Marcos Perestrello, no entanto, não ficou convencido e insistiu, dizendo que as “não-respostas” do ministro adiantavam elas próprias alguma informação. “O senhor ministro diz que não sabe a resposta a determinadas questões que coloquei, nomeadamente quando ao número de portugueses envolvidos, mas sabe que só não o diz porque se o disser está a pôr em causa a segurança das famílias dessas pessoas que residem em território nacional. E sabe que através das suas palavras se pode identificar essas mesmas pessoas”, insistiu o socialista.

Sobre as alegadas divergências no seio do Governo, nomeadamente com o ministro da Administração Interna, Machete não se alongou no facto de ter havido ou não um mau-estar interno, dizendo apenas que não trocou quaisquer impressões com o ministro Miguel Macedo nem antes nem depois de dar a referida entrevista à Renascença a partir de Nova Iorque. E deixou um recado ao PS: “Não deve ceder à tentação fácil de usar o tema para fazer pequenos jogos partidários, e espero que o PS esteja a encarar este assunto do terrorismo com a envergadura que ele de facto tem”.

“Não é turismo é terrorismo”

Acusando o PS de estar a aproveitar-se de um tema “sério” e “sensível” para “deturpar as palavras dos ministros à espera de encontrar uma qualquer dissonância dentro do Governo”, os deputados da maioria Filipe Lobo d’Ávila (CDS) e António Rodrigues (PSD) fizeram eco das palavras de Rui Machete e uniram-se para centrar as atenções, não nas declarações do ministro, mas sim no problema do alinhamento de cidadãos portugueses e estrangeiros nas fileiras do Estado Islâmico.

Para o deputado António Rodrigues, o importante é lembrar que, apesar de os jovens irem atrás de um ideal aventureiro, o Estado Islâmico “não é uma gesta romântica”. Isto é, “não se faz turismo, faz-se terrorismo, e, mais do que isso, terrorismo pago e bem pago”, disse.

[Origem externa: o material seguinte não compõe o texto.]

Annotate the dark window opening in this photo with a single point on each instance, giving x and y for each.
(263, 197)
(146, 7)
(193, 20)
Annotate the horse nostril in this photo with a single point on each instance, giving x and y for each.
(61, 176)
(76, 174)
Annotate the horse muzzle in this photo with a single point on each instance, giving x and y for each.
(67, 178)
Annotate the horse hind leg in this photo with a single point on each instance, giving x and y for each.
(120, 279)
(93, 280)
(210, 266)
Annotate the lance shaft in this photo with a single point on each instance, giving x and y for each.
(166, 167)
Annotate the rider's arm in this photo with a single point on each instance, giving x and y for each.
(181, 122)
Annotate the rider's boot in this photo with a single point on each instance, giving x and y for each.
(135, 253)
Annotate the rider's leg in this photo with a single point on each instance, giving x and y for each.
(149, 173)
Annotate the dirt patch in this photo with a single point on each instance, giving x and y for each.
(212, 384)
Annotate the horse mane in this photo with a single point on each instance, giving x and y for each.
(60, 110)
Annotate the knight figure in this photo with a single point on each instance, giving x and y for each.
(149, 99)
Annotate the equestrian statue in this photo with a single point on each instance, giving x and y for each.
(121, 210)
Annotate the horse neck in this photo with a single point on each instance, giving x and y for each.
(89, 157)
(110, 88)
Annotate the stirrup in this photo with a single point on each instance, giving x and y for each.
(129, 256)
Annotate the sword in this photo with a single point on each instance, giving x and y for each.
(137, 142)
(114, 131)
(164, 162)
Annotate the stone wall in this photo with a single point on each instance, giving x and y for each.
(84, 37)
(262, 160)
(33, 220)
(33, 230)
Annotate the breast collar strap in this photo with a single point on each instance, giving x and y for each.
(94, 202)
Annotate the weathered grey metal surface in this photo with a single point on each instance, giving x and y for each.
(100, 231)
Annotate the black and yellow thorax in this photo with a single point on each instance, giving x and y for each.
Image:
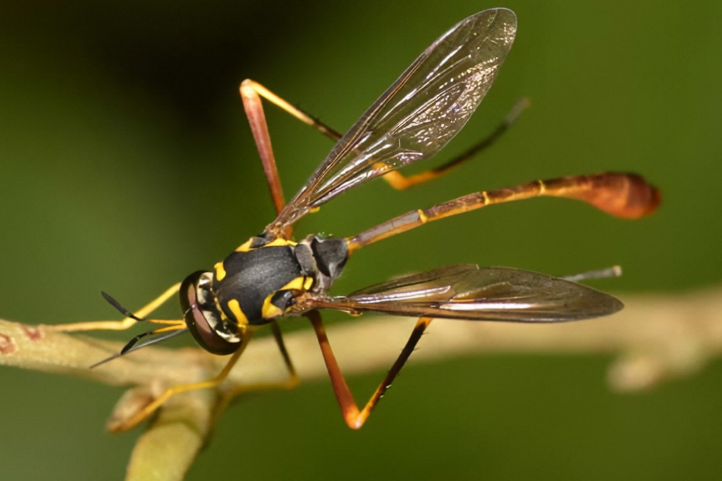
(261, 279)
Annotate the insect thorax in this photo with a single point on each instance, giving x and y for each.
(261, 279)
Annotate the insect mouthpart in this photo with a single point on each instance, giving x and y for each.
(203, 318)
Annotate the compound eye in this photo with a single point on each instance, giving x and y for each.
(202, 317)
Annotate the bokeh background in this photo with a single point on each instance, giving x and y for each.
(126, 163)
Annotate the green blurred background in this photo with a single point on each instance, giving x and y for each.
(127, 163)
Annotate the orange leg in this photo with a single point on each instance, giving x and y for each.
(251, 89)
(622, 195)
(355, 417)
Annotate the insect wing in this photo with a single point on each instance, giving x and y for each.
(418, 114)
(488, 294)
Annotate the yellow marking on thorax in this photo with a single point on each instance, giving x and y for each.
(220, 271)
(268, 310)
(279, 241)
(235, 308)
(302, 283)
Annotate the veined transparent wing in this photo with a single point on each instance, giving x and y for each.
(418, 114)
(488, 294)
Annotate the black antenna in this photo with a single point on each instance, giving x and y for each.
(132, 346)
(119, 307)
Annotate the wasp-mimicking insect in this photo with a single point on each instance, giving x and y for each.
(272, 276)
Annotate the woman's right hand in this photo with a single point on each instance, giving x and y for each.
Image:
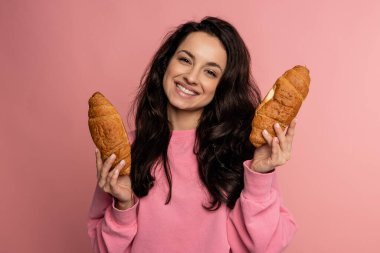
(110, 181)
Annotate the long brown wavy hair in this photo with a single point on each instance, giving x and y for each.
(222, 135)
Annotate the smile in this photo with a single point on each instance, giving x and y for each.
(184, 90)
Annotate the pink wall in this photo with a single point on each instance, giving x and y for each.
(55, 54)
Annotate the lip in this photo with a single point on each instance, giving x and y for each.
(188, 87)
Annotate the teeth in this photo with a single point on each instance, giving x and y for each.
(189, 92)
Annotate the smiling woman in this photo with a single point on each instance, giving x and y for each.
(193, 185)
(191, 79)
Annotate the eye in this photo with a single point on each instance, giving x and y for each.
(184, 59)
(211, 73)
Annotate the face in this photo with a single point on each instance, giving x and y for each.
(194, 72)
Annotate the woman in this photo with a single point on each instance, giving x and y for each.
(197, 184)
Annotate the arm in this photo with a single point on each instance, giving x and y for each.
(259, 222)
(111, 229)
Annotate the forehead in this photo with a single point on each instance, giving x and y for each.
(204, 47)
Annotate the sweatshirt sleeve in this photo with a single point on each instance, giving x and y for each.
(259, 222)
(111, 229)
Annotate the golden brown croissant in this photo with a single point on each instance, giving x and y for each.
(108, 131)
(281, 104)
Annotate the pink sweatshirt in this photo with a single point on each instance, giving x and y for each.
(258, 223)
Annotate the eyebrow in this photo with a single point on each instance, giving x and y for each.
(214, 64)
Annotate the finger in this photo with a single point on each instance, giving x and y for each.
(99, 162)
(267, 137)
(117, 168)
(106, 168)
(291, 129)
(281, 135)
(275, 151)
(115, 175)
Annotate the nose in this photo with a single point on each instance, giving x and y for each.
(191, 77)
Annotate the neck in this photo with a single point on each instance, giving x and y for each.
(183, 120)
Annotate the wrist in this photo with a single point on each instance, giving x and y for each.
(262, 171)
(123, 205)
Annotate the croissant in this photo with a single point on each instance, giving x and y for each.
(108, 131)
(281, 104)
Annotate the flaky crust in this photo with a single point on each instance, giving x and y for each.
(108, 131)
(281, 104)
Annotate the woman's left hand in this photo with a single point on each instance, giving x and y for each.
(276, 151)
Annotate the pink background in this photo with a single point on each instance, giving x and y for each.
(55, 54)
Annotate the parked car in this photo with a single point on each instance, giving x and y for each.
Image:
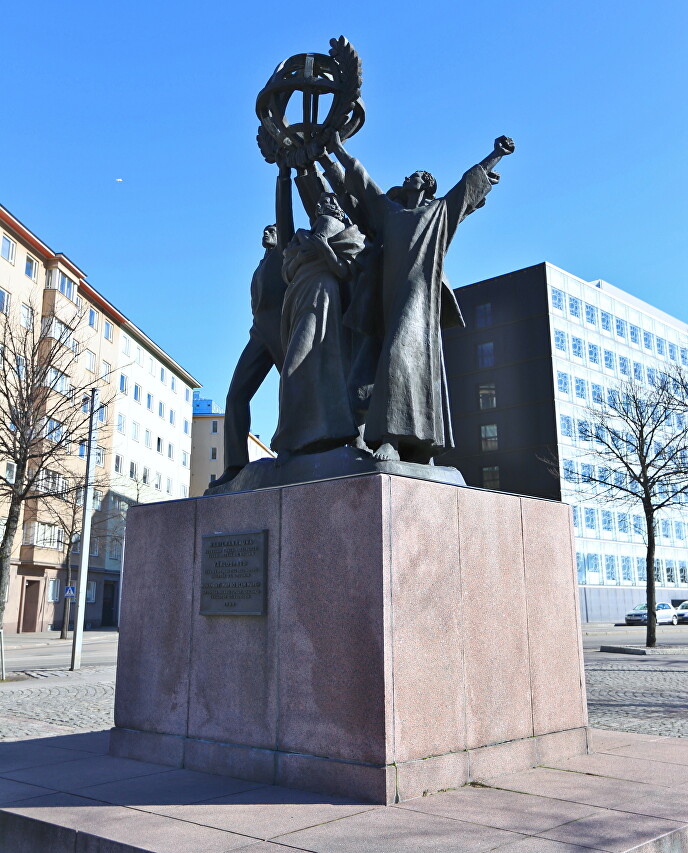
(682, 612)
(665, 614)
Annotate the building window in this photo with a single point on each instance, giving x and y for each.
(8, 248)
(26, 316)
(487, 396)
(486, 354)
(491, 477)
(483, 315)
(557, 299)
(488, 437)
(54, 589)
(31, 268)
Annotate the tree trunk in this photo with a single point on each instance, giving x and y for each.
(67, 606)
(6, 552)
(651, 638)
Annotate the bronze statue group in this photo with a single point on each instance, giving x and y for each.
(351, 311)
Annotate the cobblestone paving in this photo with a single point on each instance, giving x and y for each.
(57, 702)
(649, 696)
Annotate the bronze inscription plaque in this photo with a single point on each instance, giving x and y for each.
(234, 574)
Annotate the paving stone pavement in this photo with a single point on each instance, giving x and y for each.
(645, 695)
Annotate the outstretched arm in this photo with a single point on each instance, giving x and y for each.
(284, 212)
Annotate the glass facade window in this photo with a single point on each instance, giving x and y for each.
(610, 569)
(483, 315)
(627, 569)
(487, 396)
(485, 353)
(491, 477)
(489, 439)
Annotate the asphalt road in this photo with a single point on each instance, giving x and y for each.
(47, 652)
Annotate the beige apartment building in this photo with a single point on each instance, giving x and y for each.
(207, 447)
(143, 449)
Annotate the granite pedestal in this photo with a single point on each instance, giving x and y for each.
(417, 636)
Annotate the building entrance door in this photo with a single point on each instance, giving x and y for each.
(32, 592)
(108, 616)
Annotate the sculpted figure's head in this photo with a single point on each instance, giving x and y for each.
(421, 181)
(269, 236)
(329, 206)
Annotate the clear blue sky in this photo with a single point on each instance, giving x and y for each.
(162, 95)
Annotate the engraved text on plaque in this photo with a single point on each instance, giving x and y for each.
(234, 574)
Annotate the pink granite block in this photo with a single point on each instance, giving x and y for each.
(491, 761)
(152, 690)
(362, 782)
(426, 618)
(233, 677)
(558, 745)
(147, 746)
(419, 778)
(332, 681)
(244, 762)
(492, 559)
(556, 667)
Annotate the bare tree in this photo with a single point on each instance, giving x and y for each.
(638, 438)
(44, 413)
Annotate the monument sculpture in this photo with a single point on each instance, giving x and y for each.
(325, 625)
(363, 299)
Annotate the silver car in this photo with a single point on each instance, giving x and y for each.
(665, 614)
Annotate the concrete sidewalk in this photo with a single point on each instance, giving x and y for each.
(66, 795)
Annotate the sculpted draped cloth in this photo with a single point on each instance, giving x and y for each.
(409, 399)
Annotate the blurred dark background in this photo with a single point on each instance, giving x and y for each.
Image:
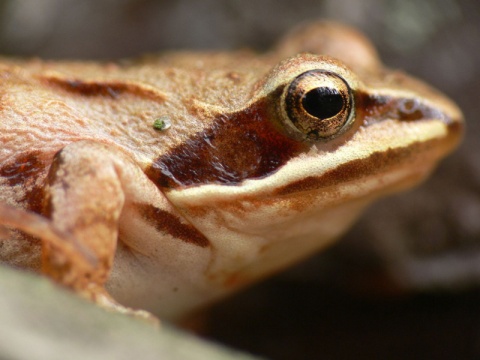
(404, 282)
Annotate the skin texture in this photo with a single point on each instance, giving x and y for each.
(168, 221)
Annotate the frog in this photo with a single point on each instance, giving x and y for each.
(160, 185)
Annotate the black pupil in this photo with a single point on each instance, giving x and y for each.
(323, 102)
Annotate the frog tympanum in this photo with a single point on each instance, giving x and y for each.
(166, 182)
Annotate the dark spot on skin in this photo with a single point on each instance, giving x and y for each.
(238, 146)
(28, 171)
(168, 223)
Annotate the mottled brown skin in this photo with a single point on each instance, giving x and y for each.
(170, 220)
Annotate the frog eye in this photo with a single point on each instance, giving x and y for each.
(318, 104)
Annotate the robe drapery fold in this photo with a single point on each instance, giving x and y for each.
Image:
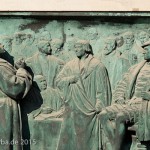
(14, 85)
(126, 90)
(81, 98)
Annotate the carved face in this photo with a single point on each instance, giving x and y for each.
(2, 50)
(92, 34)
(79, 50)
(128, 39)
(18, 39)
(46, 48)
(29, 38)
(56, 47)
(42, 83)
(143, 37)
(109, 47)
(147, 52)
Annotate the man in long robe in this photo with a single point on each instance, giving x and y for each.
(14, 85)
(131, 103)
(85, 84)
(115, 65)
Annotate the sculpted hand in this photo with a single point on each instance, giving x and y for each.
(20, 63)
(74, 79)
(119, 101)
(134, 101)
(98, 106)
(146, 95)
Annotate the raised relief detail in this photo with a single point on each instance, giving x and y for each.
(74, 84)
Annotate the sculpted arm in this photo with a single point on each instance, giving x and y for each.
(103, 90)
(15, 85)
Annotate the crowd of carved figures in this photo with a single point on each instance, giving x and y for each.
(91, 91)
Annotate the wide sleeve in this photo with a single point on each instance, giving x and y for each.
(119, 94)
(103, 89)
(63, 78)
(15, 84)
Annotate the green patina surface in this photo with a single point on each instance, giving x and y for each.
(85, 69)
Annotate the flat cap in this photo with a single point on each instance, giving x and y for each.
(146, 44)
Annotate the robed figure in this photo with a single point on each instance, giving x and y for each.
(86, 89)
(130, 104)
(14, 85)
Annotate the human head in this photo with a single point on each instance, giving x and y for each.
(44, 47)
(69, 44)
(7, 42)
(29, 38)
(128, 38)
(2, 50)
(44, 36)
(56, 45)
(146, 51)
(18, 38)
(41, 82)
(82, 47)
(143, 37)
(110, 45)
(92, 33)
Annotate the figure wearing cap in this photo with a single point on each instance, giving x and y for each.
(131, 102)
(85, 83)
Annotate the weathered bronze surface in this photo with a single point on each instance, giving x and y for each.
(74, 81)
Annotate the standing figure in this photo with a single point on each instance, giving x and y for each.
(85, 84)
(131, 103)
(18, 46)
(29, 44)
(93, 37)
(130, 50)
(14, 85)
(116, 66)
(143, 37)
(43, 63)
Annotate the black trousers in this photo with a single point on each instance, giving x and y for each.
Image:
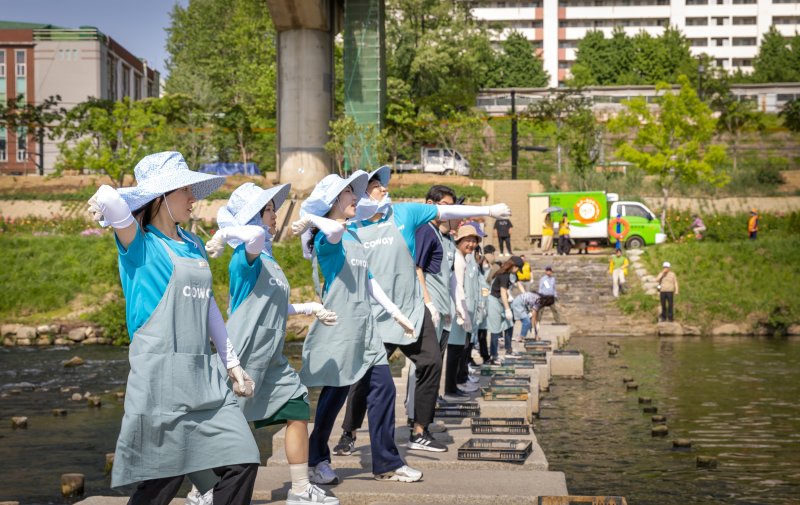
(483, 345)
(666, 305)
(235, 487)
(507, 242)
(427, 357)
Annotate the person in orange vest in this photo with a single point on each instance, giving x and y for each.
(752, 225)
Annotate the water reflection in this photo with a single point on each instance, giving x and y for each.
(736, 398)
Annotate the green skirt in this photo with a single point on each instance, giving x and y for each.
(296, 409)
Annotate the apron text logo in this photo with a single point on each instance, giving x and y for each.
(193, 292)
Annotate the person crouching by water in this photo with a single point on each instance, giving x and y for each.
(259, 306)
(181, 418)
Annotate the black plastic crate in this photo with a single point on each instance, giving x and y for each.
(500, 426)
(486, 449)
(460, 409)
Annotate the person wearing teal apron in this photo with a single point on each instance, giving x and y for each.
(259, 305)
(456, 377)
(335, 357)
(388, 233)
(500, 317)
(181, 418)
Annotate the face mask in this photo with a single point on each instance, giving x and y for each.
(367, 207)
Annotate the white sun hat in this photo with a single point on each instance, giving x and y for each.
(159, 173)
(245, 204)
(320, 201)
(384, 174)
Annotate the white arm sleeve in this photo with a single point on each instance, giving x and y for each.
(382, 298)
(252, 236)
(218, 333)
(333, 230)
(461, 211)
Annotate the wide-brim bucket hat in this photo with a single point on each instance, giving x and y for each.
(245, 204)
(384, 174)
(320, 201)
(159, 173)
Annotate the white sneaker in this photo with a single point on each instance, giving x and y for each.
(403, 474)
(312, 495)
(468, 387)
(323, 474)
(195, 498)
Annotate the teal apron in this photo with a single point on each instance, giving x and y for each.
(340, 355)
(496, 320)
(394, 269)
(180, 416)
(439, 284)
(257, 331)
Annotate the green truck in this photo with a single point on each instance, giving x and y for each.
(596, 216)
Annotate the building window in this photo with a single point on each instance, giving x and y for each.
(126, 81)
(22, 144)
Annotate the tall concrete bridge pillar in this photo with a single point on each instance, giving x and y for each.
(305, 88)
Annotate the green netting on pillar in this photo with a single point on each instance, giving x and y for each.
(364, 75)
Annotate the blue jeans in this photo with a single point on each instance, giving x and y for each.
(526, 326)
(493, 348)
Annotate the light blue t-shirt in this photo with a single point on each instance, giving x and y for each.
(145, 270)
(243, 275)
(331, 257)
(407, 217)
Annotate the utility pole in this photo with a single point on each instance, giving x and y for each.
(514, 135)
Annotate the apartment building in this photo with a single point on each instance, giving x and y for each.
(729, 31)
(38, 61)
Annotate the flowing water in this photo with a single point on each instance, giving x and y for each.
(737, 399)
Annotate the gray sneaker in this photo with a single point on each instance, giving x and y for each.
(312, 495)
(403, 474)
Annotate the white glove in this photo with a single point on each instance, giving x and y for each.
(499, 211)
(403, 321)
(301, 225)
(435, 316)
(243, 385)
(107, 207)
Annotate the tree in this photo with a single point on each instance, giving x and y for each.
(518, 66)
(791, 114)
(672, 141)
(777, 60)
(109, 137)
(18, 115)
(223, 56)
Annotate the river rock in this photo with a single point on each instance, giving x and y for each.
(669, 328)
(731, 329)
(74, 361)
(28, 332)
(7, 330)
(72, 484)
(77, 334)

Uma ideia que foi realçada pelo ministro, que sublinhou que o Estado Islâmico se trata de uma “ameaça gravíssima que não pode ser ignorada” e que é importante “alertar os jovens para a perigosidade desta organização”. “As idas ao médio oriente não são turismo, são terrorismo, são perigosas e podem ter um pesadíssimo custo, por isso têm de ser prevenidas”, disse o chefe da diplomacia portuguesa.